Defendant next has requested that the Government disclose all materials potentially favorable to him, including information to be used for the impeachment of the Government's witnesses, as required under Brady v. Maryland, 373 U.S. 83 (1963), and its progeny (Docket No. 8, Def. Atty. Affirm. ¶¶ 31-32). Brady material, as those cases have come to define it, includes all evidence which may be favorable to the defendant and material to the issue of guilt or punishment. Such evidence includes "[a]ny and all records and/or information which might be helpful or useful to the defense in impeaching . . . [and] [a]ny and all records and information revealing prior misconduct . . . attributed to the [Government's] witness." United States v. Kiszewski, 877 F.2d 210 (2d Cir. 1989).

The Government's written response is, that it is not now in possession of "exculpatory" Brady material, but acknowledges its continuing duty to produce such material (Docket No. 13, Gov't Response at 5).

This Court believes that fundamental fairness and the constitutional due process requirements which underlie Brady mandate that the Court have some discretion with respect to the timing of the disclosure of such information, even if it may be considered combined Brady/Jencks material. Indeed, even with respect to purely Jencks Act materials, the Second Circuit has stated that "pre-trial disclosure will redound to the benefit of all parties, counsel and the court, . . . sound trial management would seem to dictate that Jencks Act material should be submitted prior to trial . . . so that those abhorrent lengthy pauses at trial to examine documents can be avoided."United States v. Percevault, 490 F.2d 126 (2d Cir. 1974); United States v. Green, 144 F.R.D. 631 (W.D.N.Y. 1992) (Heckman, Mag. J.).
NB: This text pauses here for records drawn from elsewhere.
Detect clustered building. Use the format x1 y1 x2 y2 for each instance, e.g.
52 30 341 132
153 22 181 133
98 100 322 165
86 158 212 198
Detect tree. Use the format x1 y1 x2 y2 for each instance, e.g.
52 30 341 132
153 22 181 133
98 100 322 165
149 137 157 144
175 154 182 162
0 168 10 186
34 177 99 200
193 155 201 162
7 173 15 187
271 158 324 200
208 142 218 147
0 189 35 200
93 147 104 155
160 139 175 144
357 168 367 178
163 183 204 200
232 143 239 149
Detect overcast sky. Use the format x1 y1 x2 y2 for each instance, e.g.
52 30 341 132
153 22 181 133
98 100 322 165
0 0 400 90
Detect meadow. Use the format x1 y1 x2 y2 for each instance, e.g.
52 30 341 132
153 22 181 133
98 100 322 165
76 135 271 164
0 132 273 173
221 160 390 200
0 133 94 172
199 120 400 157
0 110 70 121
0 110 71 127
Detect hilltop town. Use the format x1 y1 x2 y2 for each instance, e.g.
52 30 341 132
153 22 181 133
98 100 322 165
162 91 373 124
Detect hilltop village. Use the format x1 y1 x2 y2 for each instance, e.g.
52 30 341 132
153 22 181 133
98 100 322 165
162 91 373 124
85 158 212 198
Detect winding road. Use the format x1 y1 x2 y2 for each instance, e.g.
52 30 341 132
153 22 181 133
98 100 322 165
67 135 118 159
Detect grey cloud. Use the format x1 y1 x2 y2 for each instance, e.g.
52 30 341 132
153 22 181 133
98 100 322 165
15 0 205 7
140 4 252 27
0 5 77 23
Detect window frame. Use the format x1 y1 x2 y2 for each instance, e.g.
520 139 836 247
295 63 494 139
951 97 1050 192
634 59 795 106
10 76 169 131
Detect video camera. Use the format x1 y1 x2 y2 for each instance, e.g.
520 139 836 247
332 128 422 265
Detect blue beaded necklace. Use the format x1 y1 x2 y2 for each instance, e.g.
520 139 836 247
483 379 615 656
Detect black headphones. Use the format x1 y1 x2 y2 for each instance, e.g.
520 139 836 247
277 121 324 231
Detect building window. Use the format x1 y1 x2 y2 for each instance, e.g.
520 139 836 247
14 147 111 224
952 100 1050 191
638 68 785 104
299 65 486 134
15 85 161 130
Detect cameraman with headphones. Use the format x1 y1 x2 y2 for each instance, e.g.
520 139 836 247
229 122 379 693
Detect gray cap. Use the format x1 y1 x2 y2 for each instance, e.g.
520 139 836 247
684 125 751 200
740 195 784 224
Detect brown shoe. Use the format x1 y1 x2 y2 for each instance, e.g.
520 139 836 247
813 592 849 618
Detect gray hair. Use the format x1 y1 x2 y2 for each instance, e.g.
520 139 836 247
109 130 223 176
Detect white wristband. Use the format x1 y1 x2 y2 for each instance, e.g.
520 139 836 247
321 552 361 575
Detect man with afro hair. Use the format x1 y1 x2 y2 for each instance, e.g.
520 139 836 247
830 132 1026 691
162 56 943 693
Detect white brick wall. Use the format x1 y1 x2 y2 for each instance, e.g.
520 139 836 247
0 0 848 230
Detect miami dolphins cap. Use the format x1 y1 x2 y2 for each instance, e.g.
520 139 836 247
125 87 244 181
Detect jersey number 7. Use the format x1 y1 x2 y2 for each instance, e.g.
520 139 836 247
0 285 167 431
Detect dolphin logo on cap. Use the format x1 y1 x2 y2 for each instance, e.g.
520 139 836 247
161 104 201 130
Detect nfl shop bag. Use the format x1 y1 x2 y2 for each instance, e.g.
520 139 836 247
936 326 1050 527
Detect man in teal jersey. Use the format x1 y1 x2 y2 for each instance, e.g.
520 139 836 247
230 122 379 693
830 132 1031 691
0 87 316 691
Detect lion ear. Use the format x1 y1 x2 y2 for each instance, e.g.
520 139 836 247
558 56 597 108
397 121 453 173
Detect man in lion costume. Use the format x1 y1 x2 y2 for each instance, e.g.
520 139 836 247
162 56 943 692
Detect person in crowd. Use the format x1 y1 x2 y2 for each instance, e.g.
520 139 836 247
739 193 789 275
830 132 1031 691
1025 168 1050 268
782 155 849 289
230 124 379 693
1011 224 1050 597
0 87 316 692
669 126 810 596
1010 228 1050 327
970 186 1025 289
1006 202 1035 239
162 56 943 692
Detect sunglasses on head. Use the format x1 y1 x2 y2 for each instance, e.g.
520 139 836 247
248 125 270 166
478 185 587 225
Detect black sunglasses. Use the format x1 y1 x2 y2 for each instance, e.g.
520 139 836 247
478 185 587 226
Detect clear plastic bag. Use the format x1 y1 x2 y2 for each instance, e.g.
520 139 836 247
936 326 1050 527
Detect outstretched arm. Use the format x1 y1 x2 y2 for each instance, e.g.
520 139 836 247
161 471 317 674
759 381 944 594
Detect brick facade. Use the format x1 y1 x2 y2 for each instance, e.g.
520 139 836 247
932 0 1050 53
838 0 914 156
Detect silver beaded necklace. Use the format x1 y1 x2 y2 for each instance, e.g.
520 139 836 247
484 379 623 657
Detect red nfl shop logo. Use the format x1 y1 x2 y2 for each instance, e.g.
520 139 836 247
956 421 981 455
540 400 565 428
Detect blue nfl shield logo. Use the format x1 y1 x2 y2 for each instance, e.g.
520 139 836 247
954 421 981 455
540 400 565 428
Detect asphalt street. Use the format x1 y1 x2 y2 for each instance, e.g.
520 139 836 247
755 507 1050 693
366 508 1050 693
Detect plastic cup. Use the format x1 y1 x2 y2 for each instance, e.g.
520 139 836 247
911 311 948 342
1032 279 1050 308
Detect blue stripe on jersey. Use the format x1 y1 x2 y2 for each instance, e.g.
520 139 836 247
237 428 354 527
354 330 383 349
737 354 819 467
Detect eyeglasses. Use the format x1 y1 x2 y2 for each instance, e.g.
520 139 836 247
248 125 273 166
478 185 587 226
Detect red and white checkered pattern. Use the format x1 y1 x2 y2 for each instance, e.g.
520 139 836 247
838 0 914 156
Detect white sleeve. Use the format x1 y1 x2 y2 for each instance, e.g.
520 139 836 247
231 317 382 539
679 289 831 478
The instant case does not appear to be unusually complex. Balancing all of the above, the Court concludes that disclosure of such impeachment material, if any exists, in accordance with the common practice in this district (prior to trial so long as it is disclosed in sufficient time for defendant to have a fair opportunity to utilize the information at trial) is sufficient in this case.

V. General Discovery

Finally, defendant seeks other discovery from the Government. In response, the Government contends that it fulfilled its obligations under Rule 16 regarding discoverable material and will continue to meet those obligations (Docket No. 13, Gov't Response at 5).

A. Statements

Pursuant to Rule 16(a)(1)(A), defendant seeks any written or oral statements made by him which are within the possession custody or control of the Government, or which through the exercise of due diligence, may become known to the Government.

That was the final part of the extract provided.